Guests are encouraged to use biodegradable products in the shower and the kitchen. When washing greasy pots and pans we ask you to use kitchen towel to remove the worst of the grease before contaminating the water. All waste water is used in your own garden.
Most of the food waste can be either fed to the pigs or chickens – anything not suitable should be composted and bins are provided for this purpose.
Rubbish and Recycling
Any landfill rubbish goes into black bin bags for LANDFILL needless to say we try to keep this to a minimum. Plastics, metals, paper and cardboard go into yellow bin bags for recycling and all glass goes to the bottle bank – again we supply all the necessary labeled bins and bags.
Cycling is definitely encouraged. It is beautiful here and the roads are very quiet (French drivers actually like cyclists)!! Bikes and a tandem are available for hire. If you arrive by bike (and look sweaty enough to convince us that you really have cycled from England or the nearest train station ) then we’ll give you 5% off the price of the yurt!
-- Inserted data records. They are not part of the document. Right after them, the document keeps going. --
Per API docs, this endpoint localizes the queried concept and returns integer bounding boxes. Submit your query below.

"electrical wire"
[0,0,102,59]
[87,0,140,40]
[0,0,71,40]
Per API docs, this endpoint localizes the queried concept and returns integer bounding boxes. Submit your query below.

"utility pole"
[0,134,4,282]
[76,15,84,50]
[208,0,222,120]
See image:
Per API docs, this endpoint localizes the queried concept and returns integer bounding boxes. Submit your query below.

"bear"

Wherever possible we encourage our “yurties” to shop locally. There are many local producers within easy cycling distance. Fruit, vegetables and eggs are available from Chez Devalon, and depending on availability, lamb and pork from our freezer we make a wide range of sausages pork and lamb for your BBQ’s, be careful of the tonsil scorchers! We have local dairy farmers for milk, fantastic ice-cream and occasionally beef. A goat farmer for milk, cheese and occasionally meat (they make excellent sausages). Our local mayor is a trout farmer and you can go and choose a fish right out of one of his many vast tanks, and an excellent duck and goose farmer is very nearby.
The local small town of Verteillac has a boulangerie, butchers and large convenience store (known as the Harrods of the Dordogne) along with a newsagent, post office, bank, bars, and restaurants and the local GP. There is also local wine (red, white and an excellent sparkling white wine) and the popular Charentaise drink, Pineau (a blend of grape juice and cognac) available from a producer just outside the nearby village of Champagne.
Candles are supplied (but more can be bought at the Harrods of the Dordogne if you need them) but they must be kept contained within a lantern (also supplied). The kitchen is lit by solar powered lights and there are also decorative (but subtle) fairly lights. Solar fairy lights and wind-up solar powered torches are also provided for you in the yurts.
We don’t want to beat people over the head with the eco stick but just give them a gentle nudge!!!